Köhler, Sebastian; Gargano, Michael; Matentzoglu, Nicolas et al

in Nucleic acids research (2020)

The Human Phenotype Ontology (HPO, https://hpo.jax.org) was launched in 2008 to provide a comprehensive logical standard to describe and computationally analyze phenotypic abnormalities found in human ... [more ▼]

The Human Phenotype Ontology (HPO, https://hpo.jax.org) was launched in 2008 to provide a comprehensive logical standard to describe and computationally analyze phenotypic abnormalities found in human disease. The HPO is now a worldwide standard for phenotype exchange. The HPO has grown steadily since its inception due to considerable contributions from clinical experts and researchers from a diverse range of disciplines. Here, we present recent major extensions of the HPO for neurology, nephrology, immunology, pulmonology, newborn screening, and other areas. For example, the seizure subontology now reflects the International League Against Epilepsy (ILAE) guidelines and these enhancements have already shown clinical validity.
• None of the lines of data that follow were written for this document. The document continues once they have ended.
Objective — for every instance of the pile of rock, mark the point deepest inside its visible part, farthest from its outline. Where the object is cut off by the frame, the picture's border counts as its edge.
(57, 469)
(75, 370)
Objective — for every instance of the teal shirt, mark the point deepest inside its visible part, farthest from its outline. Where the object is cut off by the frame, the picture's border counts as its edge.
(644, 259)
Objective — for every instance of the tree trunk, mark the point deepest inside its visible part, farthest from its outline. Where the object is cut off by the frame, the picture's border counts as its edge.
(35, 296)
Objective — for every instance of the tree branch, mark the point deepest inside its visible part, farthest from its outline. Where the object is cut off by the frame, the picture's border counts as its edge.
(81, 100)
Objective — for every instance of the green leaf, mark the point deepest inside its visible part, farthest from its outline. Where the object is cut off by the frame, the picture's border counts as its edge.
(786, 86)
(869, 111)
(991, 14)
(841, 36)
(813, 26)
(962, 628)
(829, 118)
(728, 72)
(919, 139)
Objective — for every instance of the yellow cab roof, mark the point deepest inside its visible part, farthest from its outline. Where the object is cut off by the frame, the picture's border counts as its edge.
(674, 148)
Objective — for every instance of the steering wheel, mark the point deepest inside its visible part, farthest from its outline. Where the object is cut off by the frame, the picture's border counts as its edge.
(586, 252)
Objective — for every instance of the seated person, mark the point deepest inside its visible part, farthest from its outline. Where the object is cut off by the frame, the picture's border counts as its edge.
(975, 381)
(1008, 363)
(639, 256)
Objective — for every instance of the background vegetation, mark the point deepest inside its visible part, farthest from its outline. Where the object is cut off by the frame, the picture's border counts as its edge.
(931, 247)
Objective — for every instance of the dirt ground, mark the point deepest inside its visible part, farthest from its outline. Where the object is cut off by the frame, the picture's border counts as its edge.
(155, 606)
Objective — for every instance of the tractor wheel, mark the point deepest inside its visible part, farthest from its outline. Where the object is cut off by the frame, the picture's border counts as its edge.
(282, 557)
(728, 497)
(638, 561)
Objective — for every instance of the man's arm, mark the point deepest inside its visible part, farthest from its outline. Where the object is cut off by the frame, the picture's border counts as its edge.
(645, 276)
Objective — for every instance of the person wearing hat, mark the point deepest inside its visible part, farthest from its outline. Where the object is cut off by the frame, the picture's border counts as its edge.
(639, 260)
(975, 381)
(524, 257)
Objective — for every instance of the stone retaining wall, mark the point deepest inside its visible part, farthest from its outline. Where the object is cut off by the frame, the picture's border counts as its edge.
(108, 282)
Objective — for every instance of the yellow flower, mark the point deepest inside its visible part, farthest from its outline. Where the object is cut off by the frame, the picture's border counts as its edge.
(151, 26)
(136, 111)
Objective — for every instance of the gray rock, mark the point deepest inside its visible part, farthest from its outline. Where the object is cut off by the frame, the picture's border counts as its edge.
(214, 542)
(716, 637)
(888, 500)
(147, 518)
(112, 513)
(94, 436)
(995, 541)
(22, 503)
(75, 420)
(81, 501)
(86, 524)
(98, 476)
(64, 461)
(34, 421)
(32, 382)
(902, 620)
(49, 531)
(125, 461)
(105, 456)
We present new efforts to harmonize computational definitions of phenotypic abnormalities across the HPO and multiple phenotype ontologies used for animal models of disease. These efforts will benefit software such as Exomiser by improving the accuracy and scope of cross-species phenotype matching. The computational modeling strategy used by the HPO to define disease entities and phenotypic features and distinguish between them is explained in detail.We also report on recent efforts to translate the HPO into indigenous languages. Finally, we summarize recent advances in the use of HPO in electronic health record systems. [less ▲]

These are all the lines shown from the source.